Demonstrating afresh just how out of touch it can be, the Biden State Department released a statement saying, “We stand by the Cuban people’s right for peaceful assembly” — as if Cubans have such a right! Are these professional diplomats unaware that there is no Bill of Rights, no freedom of speech, or the press, or religion, or assembly in Cuba? Have officials all the way up the ladder to the White House forgotten that the only “rights” in totalitarian regimes are those granted at the pleasure of the supreme leader?

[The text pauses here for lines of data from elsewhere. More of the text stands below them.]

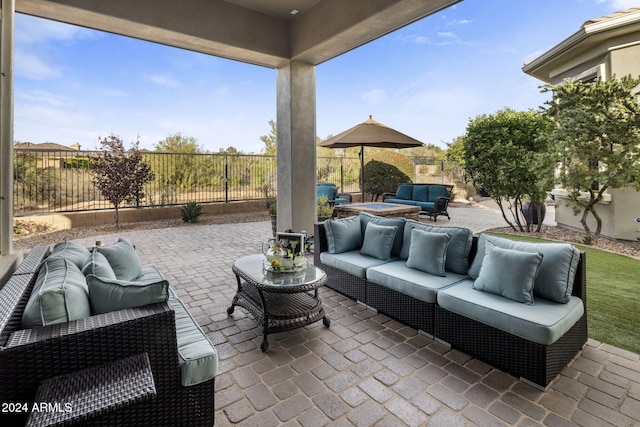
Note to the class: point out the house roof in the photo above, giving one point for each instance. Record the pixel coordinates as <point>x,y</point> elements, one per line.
<point>262,32</point>
<point>593,39</point>
<point>44,146</point>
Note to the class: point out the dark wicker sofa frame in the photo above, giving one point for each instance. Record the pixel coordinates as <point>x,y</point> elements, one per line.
<point>29,356</point>
<point>535,363</point>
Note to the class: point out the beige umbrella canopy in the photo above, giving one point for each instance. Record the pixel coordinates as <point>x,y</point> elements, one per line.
<point>371,134</point>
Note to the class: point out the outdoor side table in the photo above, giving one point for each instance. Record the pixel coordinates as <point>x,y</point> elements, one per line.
<point>279,301</point>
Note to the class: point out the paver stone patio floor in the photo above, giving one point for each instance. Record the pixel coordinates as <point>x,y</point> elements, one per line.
<point>367,369</point>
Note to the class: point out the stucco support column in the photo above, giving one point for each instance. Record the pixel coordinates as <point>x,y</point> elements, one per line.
<point>296,121</point>
<point>6,126</point>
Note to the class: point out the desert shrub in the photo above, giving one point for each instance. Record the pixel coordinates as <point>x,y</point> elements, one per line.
<point>190,212</point>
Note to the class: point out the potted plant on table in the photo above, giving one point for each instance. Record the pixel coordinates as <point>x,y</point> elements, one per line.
<point>273,211</point>
<point>325,208</point>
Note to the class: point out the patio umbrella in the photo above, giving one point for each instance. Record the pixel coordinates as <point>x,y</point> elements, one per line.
<point>371,134</point>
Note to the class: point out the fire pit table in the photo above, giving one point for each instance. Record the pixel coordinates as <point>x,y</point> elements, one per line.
<point>380,209</point>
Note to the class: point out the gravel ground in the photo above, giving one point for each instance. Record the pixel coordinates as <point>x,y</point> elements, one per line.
<point>35,235</point>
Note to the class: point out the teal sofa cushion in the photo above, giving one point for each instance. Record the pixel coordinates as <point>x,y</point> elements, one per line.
<point>543,322</point>
<point>428,251</point>
<point>457,251</point>
<point>366,218</point>
<point>436,191</point>
<point>328,190</point>
<point>557,271</point>
<point>378,240</point>
<point>108,295</point>
<point>74,252</point>
<point>352,262</point>
<point>401,202</point>
<point>415,283</point>
<point>404,191</point>
<point>343,235</point>
<point>421,193</point>
<point>197,357</point>
<point>98,265</point>
<point>509,273</point>
<point>59,295</point>
<point>123,259</point>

Cuba stands with the likes of North Korea in the shrinking panoply of totalitarian regimes that remain standing as monuments to a century of communist tyranny. After a 20th century marked by some 100 million deaths at the hands of Marxist totalitarians, it is crucial to re-draw a certain distinction. In authoritarian regimes such as Russia and Syria, some people prosper, others suffer. In totalitarian regimes, everyone suffers equally, by oppression or deprivation, with the notable exception of communist party officials who are, paraphrasing George Orwell, “more equal than others.”
A shadow Cuban government, currently championed by Miami Mayor Francis X. Suarez, has by most accounts been prepared for the decisive counter-revolution in its native land from the moment the first wave of Castro’s enemies arrived in south Florida in the early 1960s. As these Cuban patriots stand at the ready, they wait prayerfully, hoping against hope that they may soon receive an answer to the questions long at the forefront of their hearts and minds: Has Cuba’s long-smoldering tinderbox of dissent finally been set ablaze? Will that long-dreamed-of day soon arrive when they may kiss the soil of their beloved homeland once more?